Today when we vote we might get a little sticker that says “I voted” and voters in mail ballot states don’t even get that! There was a time in America’s past when people celebrated elections by getting a yummy piece of election cake once they had done their civic duty. But, this delicious cake goes back to the days before the Revolutionary War!

This type of cake, spiced to perfection, was first served in the 1700s- only it was known by a different name back then. Young men in the Colonies would have been drafted to served the crown in the British army. This gathering of troops would have occurred en masse and these draftees were sometimes given a slice of cake as a fortifying gift by local women.

The cake became known as “muster cake” and was likely the best food that the soldiers would have had access to for many months after their conscription.

Muster cake was also sometimes part of celebrations around conscription days, though it’s hard to imagine the separatists enjoying such a festival,

Following the Revolutionary War and the right to vote for landowning men, the cake became known as “election cake” and was seen as a sort of perk for having voted.

To make this cake you begin by creating a yeast dough which will take some time to rise. This is the old fashioned way of making cakes and results in a very flavorful and dense cake that is supremely satisfying.

This cake benefits from the addition of spices and dried fruit, both of which would have been mainstays of dessert-making in the colonial era. But, don’t worry this one does not taste like a Christmas fruitcake, but more like a lovely spiced bread with a smattering fruit inside.

Variations on this cake from the 1800s included adding candied citrus peel, wine, or brandy for flavor and hops or beaten egg whites for volume.

To make sure the dried fruit sits evenly in the cake, you’ll need to toss the fruit pieces with a bit of flour before adding them to the batter. You can use raisins, golden raisins, currants, dried figs, dried cherries, dried blueberries, or any other dried fruit you’d like.

Once everything is combined, the cake is baked for 50-60 minutes. It is important to let the cake cool completely before inverting and icing. The topping has a zesty flavor from the rum (or rum extract if you’re using that).

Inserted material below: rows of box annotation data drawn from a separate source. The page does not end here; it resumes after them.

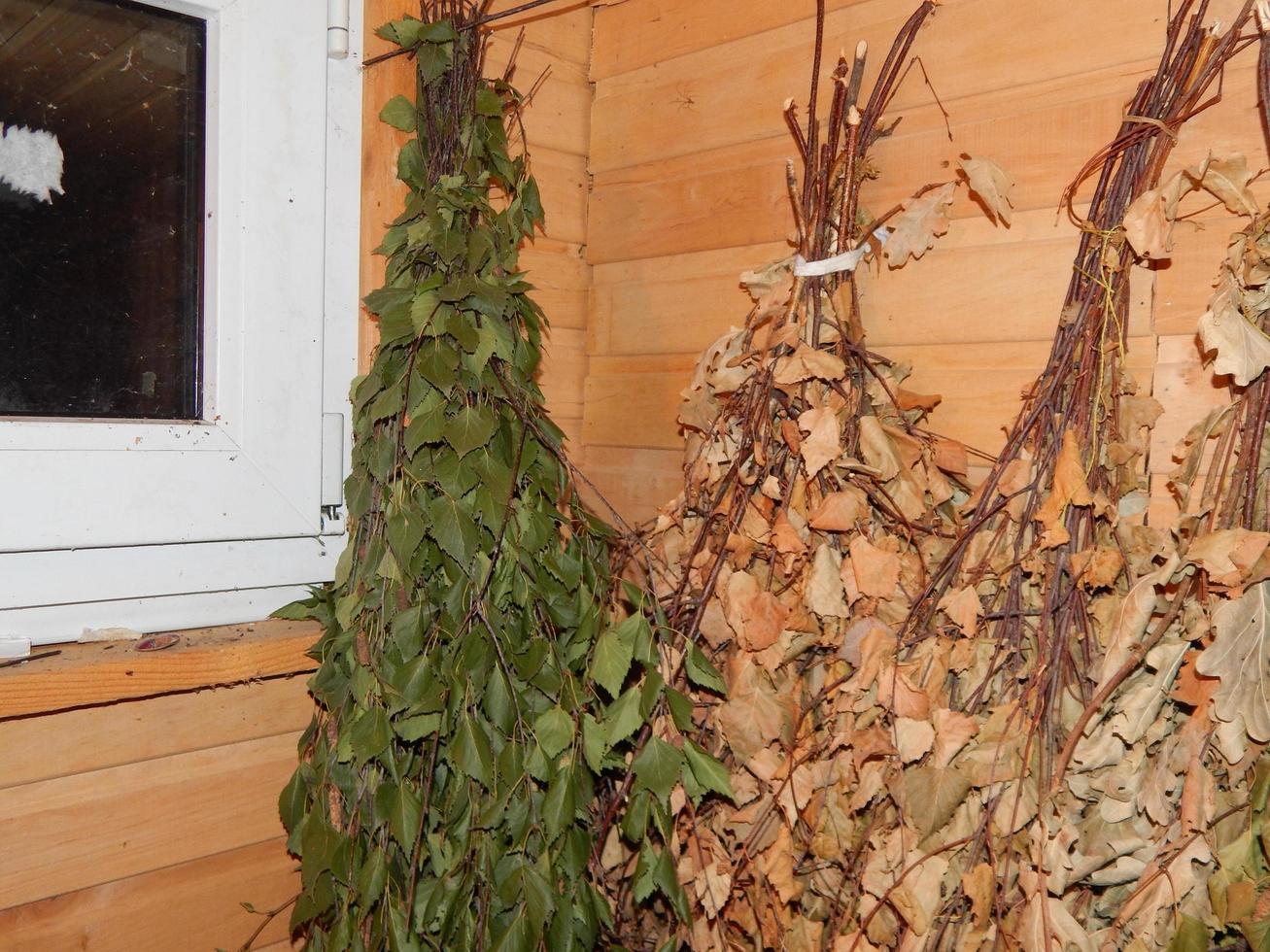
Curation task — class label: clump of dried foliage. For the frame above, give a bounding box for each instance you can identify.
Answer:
[600,3,1270,951]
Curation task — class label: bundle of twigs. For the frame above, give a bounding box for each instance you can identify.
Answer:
[601,3,1009,948]
[902,0,1253,787]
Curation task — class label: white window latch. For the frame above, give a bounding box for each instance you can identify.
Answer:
[326,0,348,59]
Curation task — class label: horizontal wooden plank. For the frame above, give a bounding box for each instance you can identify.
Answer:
[592,0,1166,173]
[583,446,683,525]
[591,0,861,80]
[0,675,313,788]
[0,620,322,720]
[0,839,299,952]
[0,733,298,909]
[588,75,1132,264]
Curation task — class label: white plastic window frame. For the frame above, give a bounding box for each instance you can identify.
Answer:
[0,0,361,643]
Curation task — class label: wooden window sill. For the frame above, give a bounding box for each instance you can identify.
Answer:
[0,620,322,720]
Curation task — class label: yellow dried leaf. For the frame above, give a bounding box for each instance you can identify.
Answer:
[884,182,956,268]
[1034,430,1093,548]
[939,585,983,638]
[1072,546,1124,592]
[931,707,979,766]
[803,543,847,618]
[859,417,903,483]
[807,486,869,531]
[772,344,847,388]
[1186,529,1270,587]
[960,156,1014,224]
[798,406,842,476]
[895,717,935,765]
[1195,581,1270,742]
[849,535,899,597]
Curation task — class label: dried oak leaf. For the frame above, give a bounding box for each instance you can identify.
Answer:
[772,344,847,388]
[884,182,956,268]
[859,417,905,483]
[1072,546,1124,592]
[939,585,983,638]
[851,535,899,597]
[803,543,847,618]
[905,765,971,836]
[1195,581,1270,742]
[798,406,842,476]
[807,486,869,531]
[1186,529,1270,587]
[1034,430,1093,548]
[1199,274,1270,388]
[960,154,1014,224]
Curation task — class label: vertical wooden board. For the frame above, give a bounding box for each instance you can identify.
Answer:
[0,839,299,952]
[0,675,313,788]
[0,733,298,909]
[357,0,414,371]
[583,447,683,525]
[537,327,587,417]
[592,0,1165,171]
[1154,215,1246,336]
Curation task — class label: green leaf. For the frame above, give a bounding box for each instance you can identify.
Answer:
[380,96,418,132]
[683,740,737,801]
[476,86,503,116]
[591,614,648,697]
[446,406,498,457]
[542,770,575,841]
[450,716,494,787]
[602,687,644,746]
[428,496,480,564]
[533,707,572,758]
[349,707,393,763]
[582,715,608,773]
[632,737,683,801]
[357,849,389,909]
[683,645,728,697]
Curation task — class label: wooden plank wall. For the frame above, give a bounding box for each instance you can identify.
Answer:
[0,0,591,952]
[583,0,1270,518]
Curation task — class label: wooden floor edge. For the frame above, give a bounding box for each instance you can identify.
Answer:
[0,620,322,720]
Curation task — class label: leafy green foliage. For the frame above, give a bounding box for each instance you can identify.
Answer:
[280,11,729,952]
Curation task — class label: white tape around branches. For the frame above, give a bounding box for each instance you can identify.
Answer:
[794,228,890,278]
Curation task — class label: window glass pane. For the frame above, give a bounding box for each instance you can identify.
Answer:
[0,0,206,419]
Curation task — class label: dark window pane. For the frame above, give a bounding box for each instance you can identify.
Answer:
[0,0,206,421]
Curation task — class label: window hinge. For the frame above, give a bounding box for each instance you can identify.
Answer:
[326,0,348,59]
[322,414,344,535]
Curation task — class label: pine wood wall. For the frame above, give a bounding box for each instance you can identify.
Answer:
[583,0,1270,518]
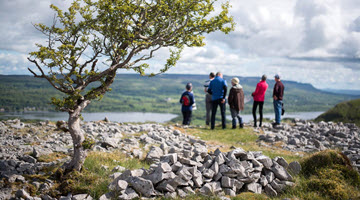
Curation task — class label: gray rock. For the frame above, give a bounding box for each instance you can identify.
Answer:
[224,188,236,197]
[271,163,292,181]
[192,176,204,188]
[221,176,235,188]
[156,180,176,193]
[125,187,139,199]
[145,171,176,184]
[259,176,269,187]
[176,167,192,181]
[229,159,245,174]
[15,189,32,199]
[145,146,164,163]
[256,155,273,169]
[112,165,126,172]
[264,184,277,197]
[234,179,245,192]
[176,188,188,198]
[274,156,289,169]
[199,182,222,195]
[246,183,262,194]
[127,177,155,197]
[270,179,286,193]
[72,194,93,200]
[160,153,178,165]
[171,162,183,172]
[202,169,215,179]
[288,161,301,176]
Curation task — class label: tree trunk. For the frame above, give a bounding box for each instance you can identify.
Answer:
[64,100,90,171]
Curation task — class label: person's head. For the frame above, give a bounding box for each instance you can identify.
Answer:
[261,74,267,81]
[231,77,240,85]
[185,83,192,91]
[274,74,280,81]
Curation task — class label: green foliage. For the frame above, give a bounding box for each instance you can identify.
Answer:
[0,74,354,125]
[58,152,149,199]
[82,136,95,149]
[316,99,360,126]
[283,150,360,200]
[28,0,234,113]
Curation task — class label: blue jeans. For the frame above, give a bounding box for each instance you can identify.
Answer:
[211,99,226,129]
[273,100,282,124]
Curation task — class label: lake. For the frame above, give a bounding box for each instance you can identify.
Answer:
[0,111,323,123]
[231,112,324,123]
[0,111,177,123]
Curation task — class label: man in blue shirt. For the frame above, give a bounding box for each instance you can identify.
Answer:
[180,83,195,125]
[208,72,227,129]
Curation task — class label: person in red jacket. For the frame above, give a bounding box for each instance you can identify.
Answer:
[251,74,269,127]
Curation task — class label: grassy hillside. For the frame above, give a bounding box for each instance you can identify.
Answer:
[316,99,360,126]
[0,74,356,122]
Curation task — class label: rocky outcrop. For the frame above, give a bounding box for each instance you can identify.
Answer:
[103,148,300,199]
[0,120,300,199]
[259,119,360,172]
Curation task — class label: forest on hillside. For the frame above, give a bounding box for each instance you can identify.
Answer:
[0,74,357,117]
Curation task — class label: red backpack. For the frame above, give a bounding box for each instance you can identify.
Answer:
[181,94,190,106]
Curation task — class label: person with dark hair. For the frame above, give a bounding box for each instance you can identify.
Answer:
[208,72,227,129]
[180,83,195,125]
[251,74,269,127]
[228,78,244,129]
[204,72,215,126]
[273,74,285,127]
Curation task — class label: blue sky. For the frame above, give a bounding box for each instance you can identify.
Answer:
[0,0,360,90]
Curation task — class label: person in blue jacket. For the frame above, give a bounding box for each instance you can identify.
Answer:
[208,72,227,129]
[180,83,195,125]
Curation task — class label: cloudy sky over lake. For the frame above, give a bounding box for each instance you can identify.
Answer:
[0,0,360,90]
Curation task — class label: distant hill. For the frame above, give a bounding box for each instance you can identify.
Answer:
[0,74,360,118]
[315,99,360,126]
[323,89,360,96]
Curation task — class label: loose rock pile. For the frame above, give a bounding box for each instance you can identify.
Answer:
[0,120,300,200]
[100,148,300,200]
[259,119,360,172]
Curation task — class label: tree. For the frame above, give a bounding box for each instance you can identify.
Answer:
[28,0,234,171]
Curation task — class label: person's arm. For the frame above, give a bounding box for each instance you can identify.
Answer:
[251,83,260,97]
[240,89,245,110]
[273,84,279,101]
[180,93,184,104]
[228,88,234,107]
[190,94,195,106]
[222,85,227,99]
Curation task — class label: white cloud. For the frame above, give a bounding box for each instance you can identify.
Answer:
[0,0,360,89]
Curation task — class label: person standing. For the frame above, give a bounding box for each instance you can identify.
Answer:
[228,78,244,129]
[251,74,269,127]
[204,72,215,126]
[180,83,195,125]
[208,72,227,129]
[273,74,285,127]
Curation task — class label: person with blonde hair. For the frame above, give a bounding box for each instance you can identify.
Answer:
[228,78,244,129]
[208,72,227,130]
[251,74,269,128]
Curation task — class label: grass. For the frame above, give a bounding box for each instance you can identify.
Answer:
[276,150,360,200]
[180,126,305,162]
[11,121,360,200]
[59,152,149,199]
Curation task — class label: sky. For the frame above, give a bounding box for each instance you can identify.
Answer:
[0,0,360,90]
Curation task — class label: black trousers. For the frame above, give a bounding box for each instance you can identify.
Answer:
[253,101,264,126]
[211,99,226,129]
[182,110,192,125]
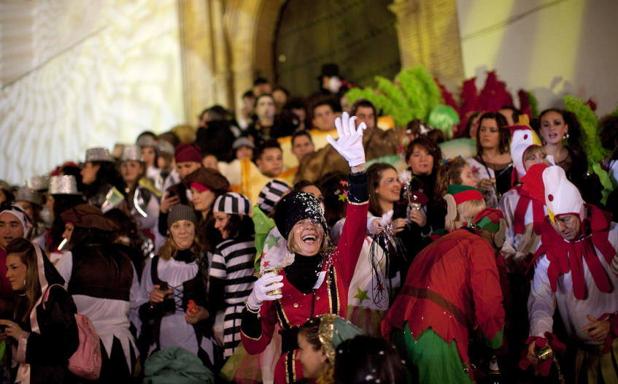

However, you could very easily customize the icing with lemon zest, orange extract, or any other flavors you particularly enjoy.

Whoever you decide to vote for, election cake is a wonderful treat to celebrate election days and a tradition that we should definitely be bringing back!

Serves 12-14

20 minutes active, 2-3 hours inactive

  • For the cake
  • 2 /3 cup warm water
  • 1 packet dry activated yeast
  • 1 pinch granulated sugar
  • 4 cups all-purpose flour
  • 1 teaspoon baking powder
  • 1/2 teaspoon salt
  • 1/2 teaspoon ground ginger
  • 1/4 teaspoon nutmeg
  • 2 teaspoons cinnamon
  • 1/4 teaspoon mace (can substitute allspice)
  • 2 stick unsalted butter, room temperature
  • 2 eggs, beaten
  • 2 cups brown sugar, packed
  • 1 cup buttermilk
  • 2 tablespoons vanilla
  • 1 cup raisins
  • 1/4 cup other dried fruit (cherries, figs, or blueberries are all ideal)
  • For the glaze
  • 1 cup powdered sugar
  • 1 tablespoon brandy or whisky (or use 1/2 tablespoon rum extract mixed with 1/2 tablespoon water)
  • 1 teaspoon water
  • 1/ 2 teaspoon vanilla
  1. Grease and flour a 12-cup bundt pan.
  2. In a medium bowl add yeast to warm water, sprinkling granulated sugar on top. Set aside for 5 minutes.
  3. Add to that powdered sugar, buttermilk, and vanilla and mix well. Add eggs and mix until only just combined.
  4. In a separate bowl flour combine sugar, dry spices, baking powder.
  5. Add one cup of flour mixture to the yeast mixture. Add butter and combine until incorporated.
  6. Add flour mixture to yeast and butter mixture, reserving one tablespoon of flour for the next step.
  7. Toss dried fruit with tablespoon of flour mixture until coated. Fold fruit into batter.
  8. Pour batter into bundt pan. Cover with a tea towel and let rise for 1 1/2 hours to rise.
  9. Preheat oven to 350˚ and bake for 50-60 minutes or until knife stuck in center comes out clean.
  10. Allow cake to cool before inverting from pan.
  11. To make the icing combine all glaze ingredients and mix until smooth. Drizzle over completely cooled cake.

Recipe adapted from Christina's Cucina.